Stronger international effort needed to save Philippine Eagle – PEF
BUTUAN CITY—The Philippine Eagle Foundation (PEF) has pushed for increased international cooperation in captive breeding of the critically endangered Philippine Eagle (Pithecophaga jefferyi) to strengthen the conservation effort for the world’s rarest raptor.
“The lessons of the pandemic should give us insight for the need to secure our eagle species. That’s why we need to loan them to have a genetic bank outside the Philippines in case our local population of eagles get decimated,” said PEF executive director Dennis Salvador.
He made the call amid the recent death from an infection of male eagle “Geothermica” while on breeding loan in Singapore’s Mandai Wildlife Reserve.
Fondly called “Geo,” the raptor was being paired with female eagle “Sambisig” or “Sam.” The pair was brought to Singapore in 2019, based on an agreement between the Department of Environment and Natural Resources and Mandai.
They were the first breeding pair of Philippine Eagles to be sent outside the country as part of a recovery plan in case the captive-breeding population in PEF’s Davao facility would be hit by a disease like bird flu.‘Insurance’Loaning the eagles to a facility in another country, according to Salvador, “is a much-needed insurance and we hope that there will be other areas where our eagles can be kept out of harm’s way.”
“The avian bird flu has the potential to wipe out entire populations,” he cautioned.
“What happened to [Geo] was very unfortunate, but these things happen in any institution, in any species. What we are trying to do and I am sure this is also what Mandai Wildlife Reserve did, is really to take care of the eagles. In fact, when they noticed that Geo refused to eat, they did everything they could to bring him back,” Salvador said.
“The veterinarian crew of Mandai and their animal hospital [are] really top notch; one of the best in the world,” he added.
PEF, in a statement, said it was deeply saddened by Geothermica’s passing, “but rest assured that we will not lose heart in our mission to foster international cooperation to save this global jewel.”
Mandai said that with Geo gone, the reserve’s staff were focusing their attention on Sam, making sure she would adjust well without Geo.

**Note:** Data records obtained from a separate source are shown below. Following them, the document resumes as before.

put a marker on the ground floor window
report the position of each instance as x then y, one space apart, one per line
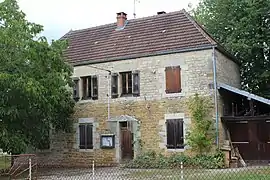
175 133
86 136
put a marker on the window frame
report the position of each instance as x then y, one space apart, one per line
86 147
175 146
135 83
88 91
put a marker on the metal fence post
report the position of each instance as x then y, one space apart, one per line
93 168
30 169
182 173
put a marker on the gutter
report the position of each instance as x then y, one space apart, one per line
215 89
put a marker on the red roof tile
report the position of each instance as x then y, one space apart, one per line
140 37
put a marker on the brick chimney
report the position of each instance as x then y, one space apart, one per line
121 20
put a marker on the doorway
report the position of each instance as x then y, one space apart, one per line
126 139
252 139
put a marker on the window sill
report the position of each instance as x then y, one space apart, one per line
86 150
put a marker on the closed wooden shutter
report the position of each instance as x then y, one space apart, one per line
89 136
76 94
114 85
95 87
136 83
170 134
175 133
84 86
179 133
173 79
89 79
82 136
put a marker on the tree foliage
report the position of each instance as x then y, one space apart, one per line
34 81
201 134
243 28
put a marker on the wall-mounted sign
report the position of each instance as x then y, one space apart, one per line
107 141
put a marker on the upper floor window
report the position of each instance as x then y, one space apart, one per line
76 94
128 85
86 136
175 133
173 79
89 87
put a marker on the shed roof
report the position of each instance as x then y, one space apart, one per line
244 93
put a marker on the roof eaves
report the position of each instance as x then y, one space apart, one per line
244 93
211 39
199 28
203 47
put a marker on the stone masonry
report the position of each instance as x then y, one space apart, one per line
151 108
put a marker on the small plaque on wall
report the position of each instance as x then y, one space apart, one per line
107 141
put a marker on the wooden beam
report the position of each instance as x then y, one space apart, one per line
245 118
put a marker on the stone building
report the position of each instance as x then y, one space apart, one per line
132 79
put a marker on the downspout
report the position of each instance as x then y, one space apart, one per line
109 94
216 101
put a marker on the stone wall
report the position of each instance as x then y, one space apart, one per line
151 108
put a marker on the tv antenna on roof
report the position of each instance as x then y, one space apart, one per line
134 6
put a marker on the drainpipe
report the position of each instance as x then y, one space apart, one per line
216 101
109 86
109 93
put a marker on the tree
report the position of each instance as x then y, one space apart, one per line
243 28
34 83
201 134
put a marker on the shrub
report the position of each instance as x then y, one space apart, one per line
152 160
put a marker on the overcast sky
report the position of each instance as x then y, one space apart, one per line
59 16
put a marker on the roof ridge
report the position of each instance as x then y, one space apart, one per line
129 20
200 28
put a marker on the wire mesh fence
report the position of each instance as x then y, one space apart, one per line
22 166
25 167
107 173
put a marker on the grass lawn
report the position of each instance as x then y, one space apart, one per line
199 174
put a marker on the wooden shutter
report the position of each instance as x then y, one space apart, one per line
89 136
89 87
173 79
95 87
170 134
136 83
177 76
114 85
179 133
82 136
84 87
76 94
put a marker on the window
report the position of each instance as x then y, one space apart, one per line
76 95
173 79
175 133
126 79
86 136
89 87
130 84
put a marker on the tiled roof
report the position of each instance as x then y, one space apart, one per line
141 37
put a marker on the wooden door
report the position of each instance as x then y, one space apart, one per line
126 143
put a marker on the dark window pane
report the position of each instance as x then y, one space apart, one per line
89 87
82 136
89 136
175 133
129 79
124 83
84 87
95 87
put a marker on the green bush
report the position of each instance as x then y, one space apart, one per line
152 160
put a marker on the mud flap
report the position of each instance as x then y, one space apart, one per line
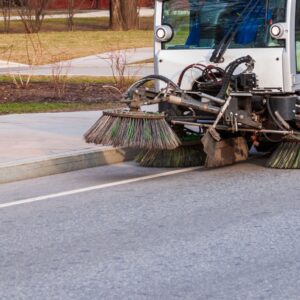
224 152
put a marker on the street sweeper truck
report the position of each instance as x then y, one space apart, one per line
227 78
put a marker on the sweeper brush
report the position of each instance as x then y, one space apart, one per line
286 156
206 82
181 157
133 129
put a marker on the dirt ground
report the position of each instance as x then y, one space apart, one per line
86 93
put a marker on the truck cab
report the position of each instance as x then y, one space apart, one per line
193 31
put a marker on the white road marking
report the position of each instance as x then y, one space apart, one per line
96 187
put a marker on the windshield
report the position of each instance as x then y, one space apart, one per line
204 23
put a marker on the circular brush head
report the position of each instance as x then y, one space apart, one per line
181 157
133 129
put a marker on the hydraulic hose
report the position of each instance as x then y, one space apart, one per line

Philippine Eagles are very hard to pair, Salvador said. “We selected Geo and Sam because they showed promising behaviors in our care. They showed signs of possible compatibility as they were not aggressive to each other,” he explained.
Mandai veterinarians noted that prior to his illness, Geo “began displaying behaviors indicating interest to mate with Sambisig.”
“We are not yet sure of the next step; that would be the decision of the Philippine government. But talks will be underway soon regarding the program. I want to underscore that this incident should not [deter] us [from continuing] to loan eagles to other reputable institutions because we really need to secure the species. We only have 392 pairs left,” Salvador said.
Geo was born on Jan. 7, 2004, at the Philippine Eagle Center in Malagos, Davao City. His care had been supported by the Energy Development Corp.